Bashiok has explained that the first wave of Beta invites is being targeted to "WoW veterans". I wonder what their definition is; and whether we might extrapolate any interesting pattern by looking at the data of which players got an invitation. For the record, I've been playing since 2006 and I got an invitation.

Or, perhaps the aim of this targeting is to give long-time players something to do. Or it could be any of the twelve other reasons why choosing experienced players is useful for a beta test. Speculation is fun!

We've been seeing some very active chatter on the subject of new character models. The way they're talking about it gives me a strong impression the expansion has entered crunch. They need to get as much as possible done before the end of the year when they promised to deliver the product they have already sold people-- the dialogue has shifted to become mainly about managing expectations and prioritising the most important things.

It's really interesting to watch the character model situation evolve, and to gain an appreciation for how tricky a challenge it really is. It reminds me of the way game sequels always tend to update the player character models-- they never look quite right next to the old ones. I always assumed it was because they were deliberately updating the style with each iteration, but now I understand it's simply hard to maintain a sense of common style between two different levels of detail.

But the most important update is complete: male human high res nipples/chest hair.
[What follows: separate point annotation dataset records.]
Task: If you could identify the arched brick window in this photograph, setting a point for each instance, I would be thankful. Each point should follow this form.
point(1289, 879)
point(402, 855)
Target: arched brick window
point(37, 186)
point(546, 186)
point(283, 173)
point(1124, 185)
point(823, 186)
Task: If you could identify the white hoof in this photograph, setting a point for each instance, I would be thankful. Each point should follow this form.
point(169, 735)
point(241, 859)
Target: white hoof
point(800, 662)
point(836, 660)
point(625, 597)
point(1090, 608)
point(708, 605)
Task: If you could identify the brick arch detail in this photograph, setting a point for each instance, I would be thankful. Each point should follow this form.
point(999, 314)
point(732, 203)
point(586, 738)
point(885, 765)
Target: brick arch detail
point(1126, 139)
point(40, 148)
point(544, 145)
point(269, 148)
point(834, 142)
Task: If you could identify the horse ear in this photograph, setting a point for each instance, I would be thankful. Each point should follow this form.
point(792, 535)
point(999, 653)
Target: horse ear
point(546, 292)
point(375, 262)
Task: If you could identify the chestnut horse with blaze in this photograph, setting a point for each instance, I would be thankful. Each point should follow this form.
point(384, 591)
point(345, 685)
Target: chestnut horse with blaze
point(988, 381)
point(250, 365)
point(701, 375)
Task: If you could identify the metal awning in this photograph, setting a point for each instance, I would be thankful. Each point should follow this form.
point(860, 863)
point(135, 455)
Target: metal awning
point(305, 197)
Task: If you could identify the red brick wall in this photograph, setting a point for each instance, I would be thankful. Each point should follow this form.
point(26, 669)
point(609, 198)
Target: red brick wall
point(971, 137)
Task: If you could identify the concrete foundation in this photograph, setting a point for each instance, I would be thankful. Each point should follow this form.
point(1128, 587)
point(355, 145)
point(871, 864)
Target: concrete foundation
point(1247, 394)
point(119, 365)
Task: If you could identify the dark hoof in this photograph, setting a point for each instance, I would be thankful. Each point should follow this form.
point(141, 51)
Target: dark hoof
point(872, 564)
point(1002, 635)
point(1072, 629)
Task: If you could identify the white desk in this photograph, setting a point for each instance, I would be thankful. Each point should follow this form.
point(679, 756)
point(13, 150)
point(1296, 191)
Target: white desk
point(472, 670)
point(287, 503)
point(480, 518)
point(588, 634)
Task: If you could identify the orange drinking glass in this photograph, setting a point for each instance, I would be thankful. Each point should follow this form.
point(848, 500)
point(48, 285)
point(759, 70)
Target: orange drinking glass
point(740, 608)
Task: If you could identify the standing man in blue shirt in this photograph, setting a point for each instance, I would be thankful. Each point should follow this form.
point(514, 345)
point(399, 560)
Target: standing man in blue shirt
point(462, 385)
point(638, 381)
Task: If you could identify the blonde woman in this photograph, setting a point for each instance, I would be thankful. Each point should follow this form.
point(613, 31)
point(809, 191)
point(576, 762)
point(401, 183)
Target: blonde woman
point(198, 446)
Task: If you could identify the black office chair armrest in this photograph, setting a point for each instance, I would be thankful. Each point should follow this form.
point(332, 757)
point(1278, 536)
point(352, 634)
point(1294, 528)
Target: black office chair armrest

It's also interesting to note the emphasis on PvP testing this time, which has always struck me as an important thing to test because it's the area where class balance issues reveal themselves most prominently. One of the PvP beta realms has been set up for this specific purpose, with players who roll on this realm given an instant boost to level one hundred, but with all of Draenor's PvE zones disabled. Previous WoW betas I've been in always struck me as poor tests for PvP because without meaning to they were giving players the choice between brand-new pre-release PvE content or the same BGs they can play on live and receive real rewards for.